Federal spending bill to make grocers ‘Big Brother’ for SNAP
Supermarket cashiers would be “food police” according to NGA
The National Grocers Association (NGA) is calling on leaders in Congress to oppose proposed restrictions on Supplemental Nutrition Assistance Program (SNAP) funds in the FY2024 House Agriculture Appropriations bill.
The NGA released a statement on Tuesday saying that two provisions in the bill would undermine the SNAP program that is used by millions of Americans.
One of those proposals would establish a pilot program “to catalog and restrict SNAP purchases,” while the other would “collect SNAP purchasing data with the goal of eventually restricting SNAP purchases,” according to the NGA.
“One of the main reasons SNAP is such an effective program is because of the ease of processing transactions for both retailers and beneficiaries, allowing folks to make the best decisions for their nutritional needs and families,” said Stephanie Johnson, RDN, NGA vice president of government relations, in a press release. “Independent grocers support SNAP choice because it maintains an already successful program and ensures families can shop with the same dignity and ease as any other grocery customer.”
The NGA letter, addressed to Senate Majority Leader Chuck Schumer, Speaker of the House Mike Johnson, Senate Minority Leader Mitch McConnell, and House Minority Leader Hakeem Jeffries, notes that 2,472 businesses and trade associations signed the letter urging congressional leaders to remove the two provisions.
The letter noted that SNAP is historically more flexible than other supplemental nutrition programs such as the Women, Infants, and Children (WIC) program.

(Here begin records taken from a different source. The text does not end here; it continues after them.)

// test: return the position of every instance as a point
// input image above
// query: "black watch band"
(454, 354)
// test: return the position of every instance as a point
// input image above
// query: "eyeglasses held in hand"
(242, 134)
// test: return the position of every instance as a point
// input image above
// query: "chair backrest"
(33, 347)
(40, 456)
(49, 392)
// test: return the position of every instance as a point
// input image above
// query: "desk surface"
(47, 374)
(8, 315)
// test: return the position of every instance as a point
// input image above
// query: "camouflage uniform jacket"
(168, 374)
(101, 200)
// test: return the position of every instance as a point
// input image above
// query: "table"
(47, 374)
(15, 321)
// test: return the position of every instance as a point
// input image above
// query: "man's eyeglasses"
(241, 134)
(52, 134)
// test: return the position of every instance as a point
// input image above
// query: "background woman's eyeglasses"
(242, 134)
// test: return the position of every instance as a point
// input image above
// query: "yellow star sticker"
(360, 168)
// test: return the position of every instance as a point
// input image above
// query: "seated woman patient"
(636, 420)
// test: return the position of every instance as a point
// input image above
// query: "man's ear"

“The dietary needs of the SNAP population are diverse and no one diet would be appropriate for all participants. For instance, a cancer patient struggling to gain weight doesn’t have the same needs as a child fighting diabetes,” the letter states. “WIC’s restrictive nature limits retailer participation to 46,000 stores; SNAP’s simpler structure boasts a network of 259,000 retailers, improving accessibility.”
Limiting eligible items approved for SNAP purchases will drive up costs and “strangle the program with needless red tape with no meaningful public health outcome to show in return.”
“The government will need to categorize more than 600,000 products and update the list each year with thousands more products. Grocery store cashiers will become the food police, telling parents what they can and cannot feed their families,” the NGA letter added.
The bill also creates a program to “surveil SNAP purchases,” requiring retailers to spy on customers and report back to the federal government, according to the letter.
“No consumer purchases have ever been subjected to this Orwellian level of snooping by the federal government, and it would set a terrifying precedent of intruding on the most private areas of our lives. The surveillance would yield incomplete data that would be useless for scientific study because SNAP purchases are only a portion of what beneficiaries purchase,” the letter added. “On the other side of the register, retailers would be obligated to safeguard the confidential information from both criminals and competitors looking to get an edge.”